Written evidence submitted by Diabetes UK (CBP0042)

 

  1. Introduction

1.1.   Diabetes UK is the leading charity for people living with diabetes in the UK and our vision is a world where diabetes can do no harm. We are the leading funder of medical research for diabetes, and conduct policy and campaigns work to improve the lives and health outcomes for people living with or at risk of the condition. 

1.2.   Diabetes is one of the fastest growing and potentially most devastating health crises of our time. Over 4.9 million people are currently living with diabetes in the UK and the number of people diagnosed has doubled in the last 15 years. That means 1 in 14 people in the UK have diabetes.

1.3.   Diabetes is a serious condition and can lead to complications such as heart attack, stroke and amputation. Too often, these are avoidable through better care and prevention. Findings show that diabetes also accounts for 10 per cent of NHS spending, the majority of which is spent on treating complications, demonstrating the importance of preventing diabetes and improving care to ease the strain on the NHS and build resilience.

  1. What is the anticipated size of the backlog and pent-up demand from patients for different healthcare services including, for example, elective surgery; mental health services; cancer services; GP services; and more widely across the healthcare system?

2.1.   Concerningly, evidence has shown an estimated 60,000 missed or delayed diagnoses of type 2 diabetes in the period between March and December 2020. Type 2 diabetes can be picked up through NHS Health Checks, or at a visit to the GP for another reason.
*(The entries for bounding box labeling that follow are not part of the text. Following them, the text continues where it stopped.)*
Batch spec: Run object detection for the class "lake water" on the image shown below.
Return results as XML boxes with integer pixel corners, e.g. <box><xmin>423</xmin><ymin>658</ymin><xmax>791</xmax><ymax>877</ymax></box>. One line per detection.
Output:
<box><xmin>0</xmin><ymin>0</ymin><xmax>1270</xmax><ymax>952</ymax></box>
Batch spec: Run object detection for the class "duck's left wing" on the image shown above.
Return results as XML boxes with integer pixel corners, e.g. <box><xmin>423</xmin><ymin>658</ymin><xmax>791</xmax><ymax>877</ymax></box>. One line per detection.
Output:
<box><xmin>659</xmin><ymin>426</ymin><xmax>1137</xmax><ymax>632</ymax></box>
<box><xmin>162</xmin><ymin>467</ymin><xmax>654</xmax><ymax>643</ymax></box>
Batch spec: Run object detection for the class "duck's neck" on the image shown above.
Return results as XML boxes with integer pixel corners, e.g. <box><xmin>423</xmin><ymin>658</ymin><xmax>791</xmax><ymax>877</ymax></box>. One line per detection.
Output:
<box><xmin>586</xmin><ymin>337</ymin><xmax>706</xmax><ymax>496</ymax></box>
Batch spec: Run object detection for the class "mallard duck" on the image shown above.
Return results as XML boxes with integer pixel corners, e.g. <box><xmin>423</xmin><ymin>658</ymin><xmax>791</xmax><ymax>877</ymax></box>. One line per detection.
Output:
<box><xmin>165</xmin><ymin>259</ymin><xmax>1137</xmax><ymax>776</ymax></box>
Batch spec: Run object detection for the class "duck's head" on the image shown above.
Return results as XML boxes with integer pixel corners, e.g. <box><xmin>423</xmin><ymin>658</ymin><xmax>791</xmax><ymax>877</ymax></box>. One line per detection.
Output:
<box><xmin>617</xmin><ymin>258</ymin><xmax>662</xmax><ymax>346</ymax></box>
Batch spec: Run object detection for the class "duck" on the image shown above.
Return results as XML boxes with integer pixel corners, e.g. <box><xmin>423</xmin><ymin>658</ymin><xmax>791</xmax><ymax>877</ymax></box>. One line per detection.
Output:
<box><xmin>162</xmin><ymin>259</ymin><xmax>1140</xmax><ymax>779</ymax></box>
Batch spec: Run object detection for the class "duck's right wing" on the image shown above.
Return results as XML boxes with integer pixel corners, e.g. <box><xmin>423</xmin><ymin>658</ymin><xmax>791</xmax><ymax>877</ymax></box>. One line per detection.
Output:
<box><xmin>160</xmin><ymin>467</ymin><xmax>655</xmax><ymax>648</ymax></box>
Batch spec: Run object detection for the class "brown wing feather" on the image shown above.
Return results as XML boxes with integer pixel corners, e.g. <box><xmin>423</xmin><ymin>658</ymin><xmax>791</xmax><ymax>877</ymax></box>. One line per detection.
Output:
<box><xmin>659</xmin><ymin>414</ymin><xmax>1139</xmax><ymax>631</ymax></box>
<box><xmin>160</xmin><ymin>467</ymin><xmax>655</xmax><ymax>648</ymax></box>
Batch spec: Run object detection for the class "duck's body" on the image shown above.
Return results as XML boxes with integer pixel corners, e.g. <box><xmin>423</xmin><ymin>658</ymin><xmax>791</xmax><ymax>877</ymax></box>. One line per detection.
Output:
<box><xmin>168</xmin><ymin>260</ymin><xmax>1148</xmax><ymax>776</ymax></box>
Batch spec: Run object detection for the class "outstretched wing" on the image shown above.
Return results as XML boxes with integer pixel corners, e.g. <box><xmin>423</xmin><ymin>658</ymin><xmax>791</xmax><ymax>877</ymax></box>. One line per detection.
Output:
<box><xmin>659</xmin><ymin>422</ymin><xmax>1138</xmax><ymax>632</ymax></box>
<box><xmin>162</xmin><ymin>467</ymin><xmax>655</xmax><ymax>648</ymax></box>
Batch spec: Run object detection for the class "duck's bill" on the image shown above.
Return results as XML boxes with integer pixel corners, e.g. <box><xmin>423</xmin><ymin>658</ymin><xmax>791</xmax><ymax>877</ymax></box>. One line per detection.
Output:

Early diagnosis is crucial in preventing devastating complications for people with diabetes, and therefore must be prioritised.

2.2.   People who are living with diabetes need regular checks to monitor their condition and to make sure that any complications are detected at the earliest stage, often before they are visible. However, last year, 2.26 million people with type 2 diabetes and more than 200,000 with type 1 did not have their usual consultations.

2.3.   Our survey of nearly 4,000 people with diabetes showed that one in three people had consultations cancelled that have still not taken place, and one in three have not had contact with their diabetes team since the start of the pandemic. 45% of respondents reported having difficulties managing their diabetes during the pandemic, the majority of whom referred to a lack of access to care and support by their diabetes healthcare team as the reason.

2.4.   These missed diagnoses and appointments for people with diabetes are serious. Poor management of diabetes increases the risk of developing devastating complications including stroke, heart attacks and foot problems. Urgent action to reduce the risk of complications is needed to avoid the human and economic costs of complications.

2.5.   Data from the National Diabetes Audit shows that across England there was a significant reduction in people with type 1 diabetes (-37.5%) and type 2 diabetes (-40.8%) who received all eight care processes during January to December 2020 compared to the same period in the previous year.

2.6.   However, the size of the backlog in care processes varies significantly across the UK. There was significant regional variation for type 1, ranging from a decrease of 29.0% in London to a decrease of 46.7% in the North West. There was also significant regional variation for type 2 diabetes, ranging from a decrease of 32.7% in London to a decrease of 49.5% in the North West. In addition, there was significant CCG level variation in the percentage change[i].

2.7.   The percentage difference in the proportion of people who received the eight care processes from ethnic minorities compared to those of White ethnicity for type 1, type 2 or other types of diabetes was 17.7%. There was also a stark difference according to deprivation: for the most deprived quintile (IMD1) compared to the least deprived quintile (IMD5) there was a difference of 8.8%.

2.8.   The backlog in diabetes care risks further entrenching health inequalities as those from disadvantaged backgrounds and minority ethnic groups are less likely to have received sufficient care throughout the pandemic. Efforts to manage the backlog must take into account and address these inequalities.

2.9.   NHS England should support and direct Integrated Care Systems (ICS) to use available data and tools to prioritise delivery of routine diabetes care services and catch up on the backlog of appointments caused by coronavirus to avoid the potential serious consequences of missed appointments, checks and treatment and missed diagnoses of type 2 diabetes. ICS leaders should ensure support is targeted to those in greatest need and should be required to report on progress by the end of 2021.

  1. What capacity is available within the NHS to deal with the current backlog? To what extent are the required resources in place, including the right number of staff with the right skills mix, to address the backlog?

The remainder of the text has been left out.